Al Pacino stars as Dr. Jack Kevorkian in HBO's "You...

Al Pacino stars as Dr. Jack Kevorkian in HBO's "You Don't Know Jack." Credit: HBO Photo

Usually, Al Pacino means raw emotion, a swagger, and an attitude and accent born from his upbringing in the Bronx. Yet in HBO's compelling "You Don't Know Jack," airing Saturday, Pacino is restrained, shuffling and sounding as if he's from Michigan. Pacino becomes Jack Kevorkian, known as Dr. Death for assisting terminally ill patients' suicides.

"I think what appealed to me to do it was to see if I could capture where I could go as a zealot just because there are so few who are really the real McCoy," Pacino says. "And that would be Jack. He's the guy that goes out the window."

Though Pacino makes viewers feel as if they know the crusading Michigan pathologist, he never met the man. He did, though, study hours of footage of the doctor and talked to him over the phone. He worked with a dialect coach to nail Kevorkian's accent.

"I just practiced every day," he says. "It is nice to have that advantage to try to learn it as much as you can. It's like practicing anything, like an oboe."

A Method to his madness

Long hailed as the consummate Method actor, Pacino sometimes forgot to come out of character. When making "Serpico," the 1973 film about the whistle-blowing New York cop, he was a passenger in a taxi, and he yelled at a truck driver to pull over for polluting.

"I was about ready to pull out my badge, and I said, 'What are you doing, Al?' " he says, laughing. In another movie, "I was playing a lawyer, and friends of mine were discussing a contract, and I said, 'Let me see that.' "

At least, with this role, he didn't try to help anyone commit suicide.

Kevorkian initially became the subject of controversy in 1990, when he helped the first of what would become about 130 terminally ill people kill themselves. Though a movie about assisted suicide isn't a day-brightener, it is an important, exceptionally well-done film.
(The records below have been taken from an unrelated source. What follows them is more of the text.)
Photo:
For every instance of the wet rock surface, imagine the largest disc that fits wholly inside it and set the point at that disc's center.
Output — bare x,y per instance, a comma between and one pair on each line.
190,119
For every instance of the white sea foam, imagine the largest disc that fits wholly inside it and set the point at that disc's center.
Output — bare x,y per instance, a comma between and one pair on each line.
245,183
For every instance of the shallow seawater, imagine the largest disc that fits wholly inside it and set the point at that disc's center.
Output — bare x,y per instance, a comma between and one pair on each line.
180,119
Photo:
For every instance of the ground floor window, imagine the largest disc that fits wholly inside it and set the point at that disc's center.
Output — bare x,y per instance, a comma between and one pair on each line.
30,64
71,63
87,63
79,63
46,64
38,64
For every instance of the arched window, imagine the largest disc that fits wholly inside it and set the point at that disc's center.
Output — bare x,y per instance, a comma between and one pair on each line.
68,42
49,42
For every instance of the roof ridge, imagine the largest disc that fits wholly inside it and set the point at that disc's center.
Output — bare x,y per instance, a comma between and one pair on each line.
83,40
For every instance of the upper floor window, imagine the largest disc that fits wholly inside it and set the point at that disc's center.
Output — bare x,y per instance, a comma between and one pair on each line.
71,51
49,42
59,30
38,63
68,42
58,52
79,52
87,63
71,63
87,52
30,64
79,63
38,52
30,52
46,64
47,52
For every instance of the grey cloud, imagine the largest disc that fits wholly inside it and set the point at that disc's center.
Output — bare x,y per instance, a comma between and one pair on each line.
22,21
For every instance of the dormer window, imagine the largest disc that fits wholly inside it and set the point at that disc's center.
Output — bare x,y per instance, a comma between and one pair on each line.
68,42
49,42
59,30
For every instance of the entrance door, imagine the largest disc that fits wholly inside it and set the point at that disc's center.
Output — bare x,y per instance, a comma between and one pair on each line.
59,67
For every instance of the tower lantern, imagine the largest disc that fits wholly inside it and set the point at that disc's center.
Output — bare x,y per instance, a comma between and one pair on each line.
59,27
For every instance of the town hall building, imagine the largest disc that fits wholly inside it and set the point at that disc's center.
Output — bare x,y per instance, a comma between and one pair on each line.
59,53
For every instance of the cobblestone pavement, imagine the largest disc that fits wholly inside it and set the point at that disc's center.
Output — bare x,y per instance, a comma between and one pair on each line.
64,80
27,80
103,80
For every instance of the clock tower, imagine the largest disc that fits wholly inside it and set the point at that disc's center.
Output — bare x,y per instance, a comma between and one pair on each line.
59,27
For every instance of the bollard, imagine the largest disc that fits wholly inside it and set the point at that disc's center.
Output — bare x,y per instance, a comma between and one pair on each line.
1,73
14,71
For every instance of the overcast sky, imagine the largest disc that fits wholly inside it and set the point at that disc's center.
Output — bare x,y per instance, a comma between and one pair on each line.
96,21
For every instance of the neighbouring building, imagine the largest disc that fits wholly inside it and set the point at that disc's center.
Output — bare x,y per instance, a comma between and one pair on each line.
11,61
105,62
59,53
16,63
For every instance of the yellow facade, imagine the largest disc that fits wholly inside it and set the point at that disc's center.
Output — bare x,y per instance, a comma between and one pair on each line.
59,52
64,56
Besides Pacino's worthy performance, John Goodman, Brenda Vaccaro and Susan Sarandon as his best friend, sister and an ardent supporter, respectively, all put in excellent turns. Perhaps the only shock here is that Sarandon is dowdy, in frumpy skirts, sneakers and an ugly wig.

But as Goodman says, "You can't dull her up too much."

Kevorkian's story is told without sentiment, revealing a stoic man who loves to paint and listen to Bach. He built his life on moderation and doesn't care about superficial trappings.

He does, though, fervently believe that people without hope of recovery should have the right to die. Like all true believers, he's willing to sacrifice himself for that belief.

"I can tell you a couple of things that are not in the film," Pacino says. "The whole idea of why Jack wanted to be there - that people needed to have some figure of authority there so that, when this action takes place, they will be taken care of, so a doctor is there. Otherwise they will do it themselves, and they are afraid it can go wrong.

"How about this one?" he continues. "What is crucial to the experience with Jack is that most patients that left and did not come back were different after they saw Jack. Somehow, that he existed eased their anxiety. They felt they had more control of their lives after meeting Jack, and their relatives would report back to Jack how much easier it was to live with them."

Though Pacino declines to say how he feels about euthanasia, Goodman says, "If the cases are anything like the cases we portrayed, I believe these people have the right to say when. Unfortunately, it gets political, with people making religious points."

Kevorkian built a Mercitron, a device to deliver lethal drugs to suicidal patients. He was careful that even a quadriplegic would be the one to deliver the fatal dose, so Kevorkian never pulled the plug.

Goodman's hero

Goodman, who refers to Pacino as his hero, had worked with him in a play 23 years ago. He assumes a gravelly voice and starts talking like Pacino, saying, "Me and my grandma used to stay here," referring to a hotel in the Bronx. The actors had walked around the neighborhood after shooting a scene in which Kevorkian is bailed out of jail. It was shot at the Bronx County Courthouse, next door to Yankee Stadium, during the 2009 playoffs.

Scenes throughout the movie, especially of Kevorkian interviewing terminal patients about wanting to die, are gut-wrenching. But it's the jailhouse scenes when we're reminded why Pacino has eight Oscar nominations.

Kevorkian was imprisoned several times, once for eight-plus years. During one incarceration, he went on a hunger strike, and it's so believable in the film, viewers can nearly feel the dizziness. Throughout, they feel the compassion of a man determined to do right.